4 May 2025

How AI Filters Are Silencing LGBTQ+ and Sexual Health Education

It starts with a simple search. A teenager, perhaps in a small town, types “transgender health resources” into a social platform’s search bar. Instead of finding answers, they’re met with a warning, or worse, silence. This isn’t a glitch-it’s the result of algorithmic moderation systems that, in the name of “safety,” are disproportionately filtering out LGBTQ+ and sexual health educational content.

AI moderation systems often flag words like “gay,” “lesbian,” and “transgender” even in non-explicit contexts

This phenomenon is not just anecdotal. Researchers and advocacy groups have documented a pattern: AI moderation systems, designed to weed out explicit or harmful material, routinely flag, suppress, or demonetize content that uses terms like “gay,” “lesbian,” or “transgender”-even when the context is purely educational or supportive.

Jenni Olson, a senior director at GLAAD, put it bluntly: “If you don’t have LGBT people, people of color at the table giving the inputs to the AI systems, then they will be racist and homophobic and so on.” This insight, cited in Nouh J. Sepulveda’s 2025 analysis of algorithmic bias, underscores a core problem: these systems often reflect the prejudices baked into their training data, or the blind spots of those who build them.

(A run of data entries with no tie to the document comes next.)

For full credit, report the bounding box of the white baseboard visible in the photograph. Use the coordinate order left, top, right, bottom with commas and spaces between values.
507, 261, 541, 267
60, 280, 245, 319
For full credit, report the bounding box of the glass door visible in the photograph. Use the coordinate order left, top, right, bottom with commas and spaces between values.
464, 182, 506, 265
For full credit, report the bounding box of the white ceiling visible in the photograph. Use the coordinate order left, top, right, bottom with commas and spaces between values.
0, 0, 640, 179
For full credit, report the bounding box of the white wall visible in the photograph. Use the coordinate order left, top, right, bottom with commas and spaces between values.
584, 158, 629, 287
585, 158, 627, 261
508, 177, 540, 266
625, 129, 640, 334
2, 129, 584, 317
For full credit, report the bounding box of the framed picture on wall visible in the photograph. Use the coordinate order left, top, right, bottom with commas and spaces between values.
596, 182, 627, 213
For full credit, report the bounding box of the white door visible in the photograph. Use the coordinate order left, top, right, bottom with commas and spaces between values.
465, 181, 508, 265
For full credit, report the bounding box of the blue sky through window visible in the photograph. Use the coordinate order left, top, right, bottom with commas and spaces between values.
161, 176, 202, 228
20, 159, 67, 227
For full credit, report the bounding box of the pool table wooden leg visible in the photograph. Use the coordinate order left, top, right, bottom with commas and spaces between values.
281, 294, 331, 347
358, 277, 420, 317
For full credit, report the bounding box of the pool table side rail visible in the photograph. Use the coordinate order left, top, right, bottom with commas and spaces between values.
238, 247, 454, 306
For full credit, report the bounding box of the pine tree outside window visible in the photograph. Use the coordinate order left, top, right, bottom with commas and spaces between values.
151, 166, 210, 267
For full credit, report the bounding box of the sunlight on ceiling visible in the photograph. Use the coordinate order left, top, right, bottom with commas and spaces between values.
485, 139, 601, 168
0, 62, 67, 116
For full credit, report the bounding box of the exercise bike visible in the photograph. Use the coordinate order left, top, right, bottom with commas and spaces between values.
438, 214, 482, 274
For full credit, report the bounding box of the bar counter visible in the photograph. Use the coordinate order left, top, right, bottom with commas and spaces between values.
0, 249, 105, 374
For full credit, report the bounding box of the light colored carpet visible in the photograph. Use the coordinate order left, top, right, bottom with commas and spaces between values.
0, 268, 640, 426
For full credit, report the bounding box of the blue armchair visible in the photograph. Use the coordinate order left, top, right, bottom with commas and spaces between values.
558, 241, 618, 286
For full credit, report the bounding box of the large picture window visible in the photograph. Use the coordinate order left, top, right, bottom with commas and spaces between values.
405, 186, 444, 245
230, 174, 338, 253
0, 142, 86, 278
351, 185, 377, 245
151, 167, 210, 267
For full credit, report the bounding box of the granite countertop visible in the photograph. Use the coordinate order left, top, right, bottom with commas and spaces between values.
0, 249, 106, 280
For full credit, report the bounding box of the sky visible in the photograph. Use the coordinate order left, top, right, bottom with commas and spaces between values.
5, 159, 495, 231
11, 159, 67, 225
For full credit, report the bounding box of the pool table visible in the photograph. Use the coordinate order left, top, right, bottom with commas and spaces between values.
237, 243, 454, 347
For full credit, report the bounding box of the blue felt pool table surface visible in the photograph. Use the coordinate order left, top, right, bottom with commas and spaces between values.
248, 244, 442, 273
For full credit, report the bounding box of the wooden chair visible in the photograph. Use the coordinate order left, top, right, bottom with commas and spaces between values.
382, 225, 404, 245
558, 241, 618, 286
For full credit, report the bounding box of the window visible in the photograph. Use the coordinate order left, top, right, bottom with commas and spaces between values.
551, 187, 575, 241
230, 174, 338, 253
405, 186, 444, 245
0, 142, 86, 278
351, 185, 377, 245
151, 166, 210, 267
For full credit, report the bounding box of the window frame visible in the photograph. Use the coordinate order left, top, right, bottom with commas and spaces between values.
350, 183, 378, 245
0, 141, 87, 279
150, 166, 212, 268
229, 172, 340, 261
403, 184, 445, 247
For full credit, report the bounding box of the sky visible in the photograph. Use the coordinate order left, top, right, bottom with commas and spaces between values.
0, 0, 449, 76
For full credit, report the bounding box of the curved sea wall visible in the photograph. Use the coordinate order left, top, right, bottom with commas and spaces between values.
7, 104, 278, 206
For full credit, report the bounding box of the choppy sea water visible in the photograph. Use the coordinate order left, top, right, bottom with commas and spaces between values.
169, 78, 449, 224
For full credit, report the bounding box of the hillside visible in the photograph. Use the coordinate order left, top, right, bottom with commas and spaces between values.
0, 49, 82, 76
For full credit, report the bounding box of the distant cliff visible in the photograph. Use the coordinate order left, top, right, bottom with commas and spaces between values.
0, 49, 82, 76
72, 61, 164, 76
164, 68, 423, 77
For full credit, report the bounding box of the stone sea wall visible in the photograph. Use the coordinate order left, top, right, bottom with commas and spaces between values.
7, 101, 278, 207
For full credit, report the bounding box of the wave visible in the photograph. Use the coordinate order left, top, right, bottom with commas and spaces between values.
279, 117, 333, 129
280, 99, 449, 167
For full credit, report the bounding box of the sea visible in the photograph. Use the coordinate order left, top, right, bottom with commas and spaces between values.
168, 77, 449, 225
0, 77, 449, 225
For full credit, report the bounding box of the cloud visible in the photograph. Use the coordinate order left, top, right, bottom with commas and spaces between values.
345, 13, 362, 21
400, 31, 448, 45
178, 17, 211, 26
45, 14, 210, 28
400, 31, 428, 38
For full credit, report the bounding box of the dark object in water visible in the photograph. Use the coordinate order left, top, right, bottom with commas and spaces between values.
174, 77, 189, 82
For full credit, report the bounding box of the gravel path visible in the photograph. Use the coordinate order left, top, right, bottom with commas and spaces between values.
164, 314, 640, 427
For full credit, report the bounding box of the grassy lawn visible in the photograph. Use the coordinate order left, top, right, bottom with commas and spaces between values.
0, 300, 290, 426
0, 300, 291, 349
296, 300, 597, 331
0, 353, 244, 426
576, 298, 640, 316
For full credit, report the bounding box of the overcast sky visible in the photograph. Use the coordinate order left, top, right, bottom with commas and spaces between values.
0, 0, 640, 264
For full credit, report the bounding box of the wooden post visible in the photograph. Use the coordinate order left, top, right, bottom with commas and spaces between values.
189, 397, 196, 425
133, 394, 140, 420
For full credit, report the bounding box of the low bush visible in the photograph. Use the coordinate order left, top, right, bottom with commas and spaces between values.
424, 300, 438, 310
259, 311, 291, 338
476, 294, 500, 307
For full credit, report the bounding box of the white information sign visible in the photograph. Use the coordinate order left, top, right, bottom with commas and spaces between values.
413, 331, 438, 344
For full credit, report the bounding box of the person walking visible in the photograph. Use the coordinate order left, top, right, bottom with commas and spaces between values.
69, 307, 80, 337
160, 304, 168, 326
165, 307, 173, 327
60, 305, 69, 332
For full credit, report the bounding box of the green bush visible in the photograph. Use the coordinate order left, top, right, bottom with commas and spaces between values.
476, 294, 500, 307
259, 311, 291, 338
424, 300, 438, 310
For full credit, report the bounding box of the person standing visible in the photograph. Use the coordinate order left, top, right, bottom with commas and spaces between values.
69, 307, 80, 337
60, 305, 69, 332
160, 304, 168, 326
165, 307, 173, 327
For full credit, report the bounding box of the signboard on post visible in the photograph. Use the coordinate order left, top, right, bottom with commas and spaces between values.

A pay-walled 2025 feature in Nature Portfolio describes how “AI safety filters often result in the unintended censorship of LGBTQ+ content, and even neutral terms like ‘transgender’ can trigger content warnings.” The result? Crucial information about sexual health, HIV prevention, or gender-affirming care is swept up in the same net as genuinely explicit material.

The consequences are far-reaching. According to a report by Forbidden Colours, automated filters have caused words like “gay” and “lesbian” to trigger demonetization or outright removal, regardless of context. This not only silences LGBTQ+ voices but also reinforces the harmful stereotype that queer identities are inherently inappropriate.

LGBTQ+ creators face higher rates of shadowbanning and wrongful account suspensions than their peers

The News is Out project further highlights how these moderation systems “reinforce stereotypes and discrimination,” noting that LGBTQ+ creators and educators face higher rates of shadowbanning and wrongful account suspensions than their non-LGBTQ+ peers.

The irony is stark: platforms claim to protect users, but their algorithms are often denying marginalized communities access to life-saving information and support. As Sepulveda writes, “AI moderation systems unfairly flag LGBTQ+ content as explicit even when it is not,” a reality echoed by research from the Electronic Frontier Foundation and GLAAD.

The solution, experts say, is not to abandon moderation, but to demand transparency, community involvement, and regular auditing for bias. Until then, the digital public square remains uneven-its invisible filters silencing the very voices that need to be heard.